Quando chegamos em Lviv, uma frente de voluntários conseguiu levar a gente de carro à Polônia. A viagem até lá dura cerca de seis horas, mas tinha uma fila tão grande de carros que a estimativa seria um dia e meio. Conseguimos escolta policial e chegamos em menos de dez horas. De lá, demoramos cerca de dois dias para ir a Varsóvia, em busca do aeroporto internacional mais próximo. Cheguei em Teresina no dia 13 de março. Foram cinco dias de sufoco e aflição. No aeroporto Senador Petrônio Portella, minha mãe, amigos e familiares me receberam com flores, faixas e cartazes. Foi um alívio.

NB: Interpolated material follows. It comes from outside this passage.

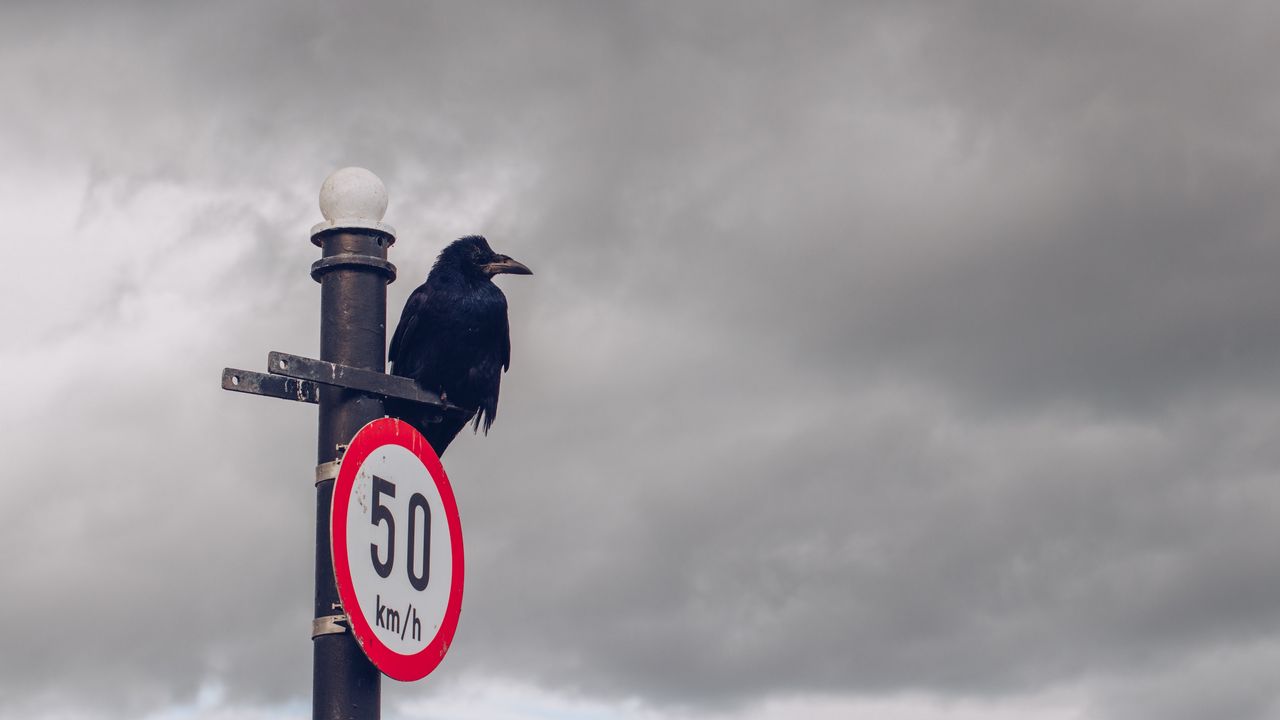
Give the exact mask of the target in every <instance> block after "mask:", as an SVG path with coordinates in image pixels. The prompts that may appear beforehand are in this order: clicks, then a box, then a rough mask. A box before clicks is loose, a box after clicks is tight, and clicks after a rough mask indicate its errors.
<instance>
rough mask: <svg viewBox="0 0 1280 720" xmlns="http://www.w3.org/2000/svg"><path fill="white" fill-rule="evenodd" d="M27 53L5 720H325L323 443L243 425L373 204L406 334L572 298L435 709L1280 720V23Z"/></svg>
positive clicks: (587, 22)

O Clube Kryvbas deu uma oportunidade de levar as jogadoras que não desistiram para treinar na Alemanha, mas teria que voltar à Ucrânia um dia, quando tudo melhorasse. Eu não quero nunca mais voltar à Ucrânia. Quando saí daqui, do Piauí, no contrato dizia que eu ou o clube poderíamos romper o contrato a qualquer momento. Nas linhas do documento também apontava rompimento em causas de guerra, tsunami ou desastres. Ninguém pensa que uma guerra vai acontecer quando a melhor oportunidade da sua vida aparecer. Eu não pensei e agora não quero ter esse medo mais uma vez. Prefiro ficar por aqui e não ter a sensação de que a qualquer momento um míssil pode cair do meu lado.
Eu não pretendo descansar as chuteiras. Não fiz faculdade, não estou trabalhando em outra coisa. Meu plano é recomeçar no futebol por aqui, no Brasil. Nas redes sociais, no meu Instagram, tudo mudou. Eu fiz uma live para contar tudo que aconteceu e, antes dela, eu tinha pouco mais de 2 mil seguidores, mas logo depois, foi chegando gente que nunca achei que pudesse me conhecer. Dobrei o número de seguidores, agora, tenho pouco mais de 5 mil. Não sei nem o que fazer com esse tanto de gente me seguindo. Até hoje tem mensagem para responder, a maioria boa, mas também ruins. Tem gente que acha que estou querendo me promover. Como alguém se promove em meio a uma guerra? O meu caso trouxe uma repercussão, e graças a Deus, já tenho propostas e convites. Tudo isso vai ser analisado com calma, com ajuda da minha empresária. Só quero poder seguir minha vida e esquecer as coisas que aconteceram por lá.